Calgary Centre is likely to remain Conservative after Monday's by-election, and not because of the comments of Liberal MPs Justin Trudeau or David McGuinty about Albertans taking over the country.
The likelihood of the Conservatives holding their seats in Calgary and in Durham, outside Toronto, with the NDP retaining Victoria, reflects the entrenched stability of Canadian politics at the federal level – a stability that has been manifest for at least five years.
This appears to contradict another reality: that politics in Canada is becoming increasingly polarized between left and right, progressives and conservatives.
How to reconcile this paradox? That is the question.
As previously reported, the latest Nanos leadership index – which measures voter attitudes toward political leaders based on questions of trust, competence and vision – has Prime Minister Stephen Harper back at his traditional score of about 100.
It has been at that level, more often than not, since Nik Nanos created the index almost five years ago.
NDP Leader Thomas Mulcair scored in the forties. That's about how Jack Layton performed when he was leader, except for a big upward spike in the May, 2011, election. The currently leaderless Liberals are a bit lower, but what matters is this: An assortment of Liberal and NDP leaders have had a score about half that of Mr. Harper's for much of the past five years. Stability.
Yet over the past seven years, the Conservatives have gone from opposition to majority government while the NDP has soared from a poor third place to official opposition, suggesting an increasingly polarized electorate. Change.
How can the leadership scores be so consistent, in a political environment characterized by so much tumult?
For Darrell Bricker, political polarization and political stability are twin sides of a coin that voters have been tossing now for two decades.
In the 1990s, observes the head of Ipsos Reid Public Affairs, voters placed their trust in a competent Liberal government that managed the economy and preserved the social framework. Meanwhile, conservative opposition parties flailed against each other, proving that they were far from ready to govern.
But then the Conservatives united against a scandal-plagued and internally divided Liberal government.
At the same time, waves of immigration from culturally conservative Asian countries, growing economic uncertainty and the rising power of the West produced a new conservative coalition of voters. The result is that Conservatives are now seen as more competent, with the divided progressives left to flail, far from ready to govern.
"Think of a duck swimming. All the action's under the water," is how Mr. Bricker puts it. Stability on top, churning below.
(Full disclosure: Mr. Bricker and I are co-authors of a forthcoming book.)
Akaash Maharaj, the former national policy chairman of the Liberal Party, takes a different view.
"The governing party and the opposition parties have chosen a common narrative: that the other parties are scoundrels," he explains.
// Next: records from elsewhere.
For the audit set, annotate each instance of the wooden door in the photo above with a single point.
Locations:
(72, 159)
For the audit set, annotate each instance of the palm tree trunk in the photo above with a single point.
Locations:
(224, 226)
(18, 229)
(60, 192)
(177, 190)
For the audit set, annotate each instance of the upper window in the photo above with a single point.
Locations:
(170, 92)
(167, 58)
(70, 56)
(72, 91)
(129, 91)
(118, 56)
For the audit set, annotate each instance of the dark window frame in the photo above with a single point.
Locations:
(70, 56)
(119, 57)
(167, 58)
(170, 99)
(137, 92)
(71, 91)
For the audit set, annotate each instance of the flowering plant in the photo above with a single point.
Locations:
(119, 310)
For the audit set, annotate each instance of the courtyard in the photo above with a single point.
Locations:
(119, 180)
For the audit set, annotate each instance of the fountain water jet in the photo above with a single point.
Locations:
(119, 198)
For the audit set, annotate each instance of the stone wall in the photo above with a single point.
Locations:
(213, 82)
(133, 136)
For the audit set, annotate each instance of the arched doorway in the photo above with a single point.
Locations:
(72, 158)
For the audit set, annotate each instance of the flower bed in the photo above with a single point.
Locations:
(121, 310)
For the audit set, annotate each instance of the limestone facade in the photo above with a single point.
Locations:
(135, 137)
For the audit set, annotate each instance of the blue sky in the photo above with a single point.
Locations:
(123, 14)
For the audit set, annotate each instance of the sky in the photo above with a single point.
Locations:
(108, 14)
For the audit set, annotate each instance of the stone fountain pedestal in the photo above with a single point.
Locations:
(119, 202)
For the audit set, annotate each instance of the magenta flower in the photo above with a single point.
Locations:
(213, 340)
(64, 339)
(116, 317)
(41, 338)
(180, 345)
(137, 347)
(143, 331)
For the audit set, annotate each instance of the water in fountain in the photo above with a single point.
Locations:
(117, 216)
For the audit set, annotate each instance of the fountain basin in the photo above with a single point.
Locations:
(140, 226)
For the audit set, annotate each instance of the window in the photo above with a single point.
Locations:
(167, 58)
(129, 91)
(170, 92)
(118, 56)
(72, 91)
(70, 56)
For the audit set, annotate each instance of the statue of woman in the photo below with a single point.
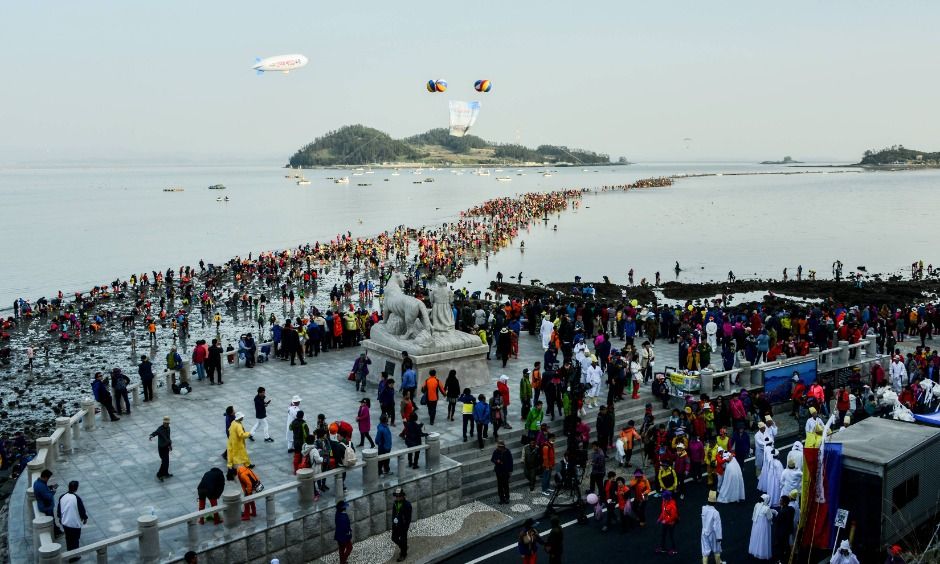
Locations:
(442, 313)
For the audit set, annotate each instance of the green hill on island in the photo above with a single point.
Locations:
(361, 145)
(898, 155)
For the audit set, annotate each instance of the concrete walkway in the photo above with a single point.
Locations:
(116, 464)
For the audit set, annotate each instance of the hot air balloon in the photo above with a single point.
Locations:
(462, 116)
(482, 85)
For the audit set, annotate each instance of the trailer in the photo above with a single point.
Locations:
(889, 482)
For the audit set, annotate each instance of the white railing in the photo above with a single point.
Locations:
(149, 528)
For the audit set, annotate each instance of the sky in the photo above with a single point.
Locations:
(171, 81)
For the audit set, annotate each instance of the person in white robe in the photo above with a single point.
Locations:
(791, 478)
(767, 453)
(711, 530)
(774, 471)
(760, 546)
(760, 438)
(546, 332)
(732, 484)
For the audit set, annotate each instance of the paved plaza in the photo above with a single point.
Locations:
(116, 464)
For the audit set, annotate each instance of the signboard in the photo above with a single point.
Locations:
(778, 382)
(842, 518)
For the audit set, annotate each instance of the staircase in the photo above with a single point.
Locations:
(477, 470)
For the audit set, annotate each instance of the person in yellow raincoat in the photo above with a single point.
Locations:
(237, 452)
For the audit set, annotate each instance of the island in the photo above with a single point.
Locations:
(356, 145)
(898, 155)
(786, 160)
"And the public has chosen to believe all of them."
In such a poisoned and polarized environment, he believes, the great majority of Canadians have lost any interest in politics, wishing only poxes on everyone's house.
By default, they place their trust – what little there is of it – in whichever party is governing, provided that party is not demonstrably incompetent or corrupt.
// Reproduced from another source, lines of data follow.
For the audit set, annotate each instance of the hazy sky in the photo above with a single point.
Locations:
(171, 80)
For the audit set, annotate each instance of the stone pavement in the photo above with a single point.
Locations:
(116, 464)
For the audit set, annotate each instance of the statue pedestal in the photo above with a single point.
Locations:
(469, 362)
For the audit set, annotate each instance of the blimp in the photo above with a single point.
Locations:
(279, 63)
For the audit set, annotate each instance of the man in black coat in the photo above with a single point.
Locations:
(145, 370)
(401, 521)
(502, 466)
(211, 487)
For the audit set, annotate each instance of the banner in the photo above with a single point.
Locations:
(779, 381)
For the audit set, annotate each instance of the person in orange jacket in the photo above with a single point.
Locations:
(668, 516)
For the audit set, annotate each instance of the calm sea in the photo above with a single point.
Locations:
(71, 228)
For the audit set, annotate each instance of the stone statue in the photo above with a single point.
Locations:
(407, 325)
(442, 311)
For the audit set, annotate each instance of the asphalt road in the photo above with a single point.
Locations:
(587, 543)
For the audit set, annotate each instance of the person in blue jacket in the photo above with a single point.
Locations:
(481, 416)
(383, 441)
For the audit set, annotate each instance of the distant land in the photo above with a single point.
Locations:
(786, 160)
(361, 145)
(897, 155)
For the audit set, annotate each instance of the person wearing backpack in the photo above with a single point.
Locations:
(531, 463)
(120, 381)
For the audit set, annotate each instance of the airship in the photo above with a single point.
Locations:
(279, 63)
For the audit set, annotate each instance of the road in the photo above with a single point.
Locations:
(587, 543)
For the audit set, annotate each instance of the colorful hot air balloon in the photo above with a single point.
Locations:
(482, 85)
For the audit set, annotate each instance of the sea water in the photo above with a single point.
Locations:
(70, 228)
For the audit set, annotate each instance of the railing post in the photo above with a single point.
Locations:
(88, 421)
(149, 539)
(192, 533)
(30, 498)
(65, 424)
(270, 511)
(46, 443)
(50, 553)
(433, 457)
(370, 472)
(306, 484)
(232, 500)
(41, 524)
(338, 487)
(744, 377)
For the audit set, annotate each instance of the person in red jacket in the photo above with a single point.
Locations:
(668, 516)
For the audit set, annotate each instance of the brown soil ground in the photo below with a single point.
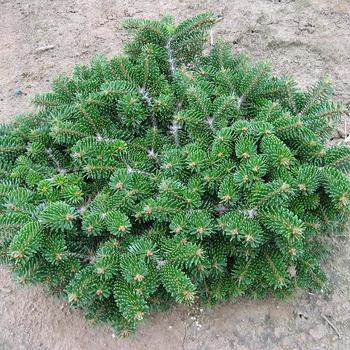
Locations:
(304, 38)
According to the reasoning you prefer, voters are unlikely to care about Monday's by-elections, and to the extent they do care, they are likely to stay with the status quo: the Conservatives in Durham and Calgary; the NDP in Victoria.
The electorate may be increasingly polarized thanks to economic and demographic shifts, and partisan rancour may be at a historic high. But until a united, credible opposition with a compelling agenda faces a Conservative Party that no longer seems in control, nothing is likely to change.
Mourn or celebrate as you will. But that's just the way it is.